To miejsce jest częścią trasy opisanej w zeszycie:
Karpacz VZnajduje się tuż przy granicy z Karpaczem Górnym, położonym wysoko, na zachodnim brzegu płynącej nieopodal Łomnicy. Ten umowny podział miejscowości sięga XVIII w., gdy właściciel owych terenów hrabia Schaffgotsch utworzył gminę Budziska z siedzibą w Karpaczu Górnym. Wtedy rzeka Łomnica stanowiła naturalną granicę między właściwym Karpaczem a Budziskami. Wysiadając z autobusu, od razu zauważymy stojącą obok Rezydencję Biały Jar. Obiekt zbudowano ponad 100 lat temu jako Hotel Turistenheim Alexa Rischke. Działała tu świetna restauracja Rischke, a potem hotel Dreyhaupts cieszący się ogromnym powodzeniem, zwłaszcza wśród miłośników zjazdów rogatymi saniami. Przy tym hotelu bowiem kończyli oni zjazd jedną z najpopularniejszych w górach tras. My naszą wędrówkę tutaj zaczynamy i mając hotel po prawej stronie, udajemy się dalej w ul. Olimpijską, a następnie Gimnazjalną.
Ciekawostka
Aż 1000 zjazdów na rogatych saniach zanotowano w Karkonoszach zimą 1886 r. Jednymi ze szczególnie lubianych szlaków saneczkowych były te z nieistniejącego już schroniska Księcia Henryka Heinrichbaude nad Wielkim Stawem i ze schroniska nazywanego dziś Strzechą Akademicką, a dawniej Hampelbaude. Obie trasy kończyły się w Karpaczu, właśnie w okolicy dzisiejszego przystanku Biały Jar.

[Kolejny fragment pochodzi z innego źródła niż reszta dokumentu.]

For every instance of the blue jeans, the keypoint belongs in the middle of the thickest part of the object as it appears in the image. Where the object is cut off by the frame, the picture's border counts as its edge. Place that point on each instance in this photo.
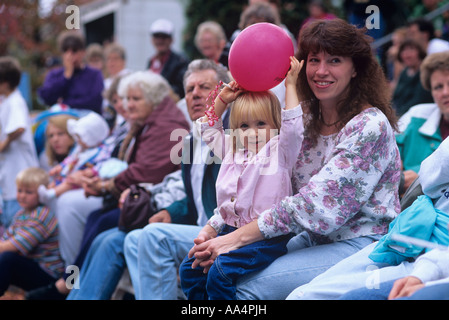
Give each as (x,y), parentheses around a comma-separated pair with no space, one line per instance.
(380,293)
(102,268)
(10,208)
(219,283)
(304,261)
(153,255)
(21,271)
(432,292)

Pod koniec XIX w. zjazdy rogatymi saniami, których płozy przechodzą z przodu w wysokie, lekko do tyłu wygięte rogi, służące do kierowania, były tak popularne, że stanowiły dla mieszkańców Karkonoszy poważne źródło zarobku. Stąd większość właścicieli położonych w górach pasterskich bud – czyli zagród, gdzie hodowano krowy i kozy, starała się o uzyskanie koncesji tj. pozwolenia na prowadzenie takich zjazdów.